Just over 300 breweries in the country produce over 1,000 different beers in total. The biggest brands in Vienna include Ottakringer, Stiegl, Zipfer and Gösser, but there are dozens of small and private breweries and specialty beers, too, none of which should disappoint the discerning beer palate.
If you want to go native, though, then Ottakringer is Vienna’s big local brewery, located in the working-class 16th district since 1837. A beer guru of my acquaintance even rates the basic canned Ottakringer Helles beer as one of Austria’s very best. They even have their own craft beer range under the BrauWerk label.
There’s little demand for imported beer here; Austrians tend to stick to their own regional beers. But you’ll find German and Czech brands like Warsteiner or Starobrno in bars, too…and perhaps even corporate exports from North America and Western Europe (Heineken, Budweiser etc.).
Guinness, for example, seems to be growing in popularity, particularly in the man Irish and British pubs dotted about town. Expect to pay more than for local brews, though.
The question is why you’d want to drink imports, given the excellent quality and variety of local beers.

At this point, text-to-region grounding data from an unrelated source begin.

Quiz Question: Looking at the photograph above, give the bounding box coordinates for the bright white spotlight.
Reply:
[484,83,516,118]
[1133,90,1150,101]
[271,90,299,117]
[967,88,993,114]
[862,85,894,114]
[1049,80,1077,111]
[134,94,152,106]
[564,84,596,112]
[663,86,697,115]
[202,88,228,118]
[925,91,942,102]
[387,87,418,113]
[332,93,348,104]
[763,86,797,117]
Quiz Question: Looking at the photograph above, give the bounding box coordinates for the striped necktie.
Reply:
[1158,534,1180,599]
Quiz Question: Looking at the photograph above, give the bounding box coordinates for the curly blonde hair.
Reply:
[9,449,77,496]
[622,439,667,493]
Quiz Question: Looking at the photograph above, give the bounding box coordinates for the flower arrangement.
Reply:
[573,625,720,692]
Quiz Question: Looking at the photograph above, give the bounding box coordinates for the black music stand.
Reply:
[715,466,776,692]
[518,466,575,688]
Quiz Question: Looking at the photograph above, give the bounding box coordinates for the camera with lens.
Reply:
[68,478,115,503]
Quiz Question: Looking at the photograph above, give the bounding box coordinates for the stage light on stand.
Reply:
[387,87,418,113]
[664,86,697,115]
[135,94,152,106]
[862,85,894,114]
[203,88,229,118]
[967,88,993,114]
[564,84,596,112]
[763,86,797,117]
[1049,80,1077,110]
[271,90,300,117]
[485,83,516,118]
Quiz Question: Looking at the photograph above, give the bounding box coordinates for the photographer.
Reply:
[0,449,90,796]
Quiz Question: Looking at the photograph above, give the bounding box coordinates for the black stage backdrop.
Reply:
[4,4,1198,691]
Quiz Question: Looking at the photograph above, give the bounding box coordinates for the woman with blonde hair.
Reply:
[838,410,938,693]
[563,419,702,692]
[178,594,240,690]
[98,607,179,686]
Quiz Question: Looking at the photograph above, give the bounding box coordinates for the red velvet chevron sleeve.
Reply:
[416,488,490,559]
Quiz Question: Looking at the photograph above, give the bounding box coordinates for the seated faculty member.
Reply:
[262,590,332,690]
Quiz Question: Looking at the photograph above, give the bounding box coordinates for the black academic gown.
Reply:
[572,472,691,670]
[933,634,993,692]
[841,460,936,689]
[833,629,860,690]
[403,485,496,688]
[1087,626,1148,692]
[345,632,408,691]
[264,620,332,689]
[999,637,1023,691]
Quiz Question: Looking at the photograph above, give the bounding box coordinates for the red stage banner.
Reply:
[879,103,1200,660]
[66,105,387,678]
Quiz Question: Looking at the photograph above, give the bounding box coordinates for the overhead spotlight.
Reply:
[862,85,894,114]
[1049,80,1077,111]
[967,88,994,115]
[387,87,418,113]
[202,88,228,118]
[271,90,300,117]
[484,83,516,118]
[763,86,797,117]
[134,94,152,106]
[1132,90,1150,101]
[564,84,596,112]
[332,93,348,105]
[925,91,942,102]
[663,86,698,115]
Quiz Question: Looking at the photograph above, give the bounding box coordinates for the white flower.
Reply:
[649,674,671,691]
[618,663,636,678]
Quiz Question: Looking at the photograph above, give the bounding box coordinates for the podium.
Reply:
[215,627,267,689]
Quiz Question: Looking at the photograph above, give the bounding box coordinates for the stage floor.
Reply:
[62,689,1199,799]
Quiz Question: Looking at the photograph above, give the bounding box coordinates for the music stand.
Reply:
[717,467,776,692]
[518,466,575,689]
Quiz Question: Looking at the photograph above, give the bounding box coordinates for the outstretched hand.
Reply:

Oh, by the way…despite the heavy consumption, beer drinking remains a restrained affair compared to, for example, UK Friday-night drinking habits. Drunk and disorderly street behavior is relatively rare in Vienna.
(A “Seidl” of beer)
In bars, cafes and restaurants in Vienna, beer generally comes in two sizes:
- A “Krügel” or “grosses Bier” (large beer)… 0.5 litres (0.88 UK pints)
- A “Seidl” or “kleines Bier” (small beer)… 0.3 litres (0.53 UK pints)
A Krügel typically costs around €4.20 and a Seidel €3.20.
In the supermarkets, most beer is sold in 500 ml bottles or cans, beginning at about €0.80 a bottle (+ a small deposit) or slightly cheaper if you buy aluminium cans.
Types of beer
The vast majority of beer is Märzenbier, basically a full-bodied lager. But you’ll find the usual array of Pils, Weizenbier (wheat beer) and other typical examples of central European brewing skills.
The standard beer varieties have between 4.8% and 5.2% alcohol by volume, which is stronger than you’d get in the UK, for example.
In the last couple of years, light (Leichtbier) and alcohol-free (alkoholfrei) beers, as well as shandies (Radler), have grown in popularity, stimulated in part by a growing awareness of the dangers of drink driving.
And on a cold winter’s night, you might want to try a Bockbier, typically a dark beer with around 6.5% alcohol by volume.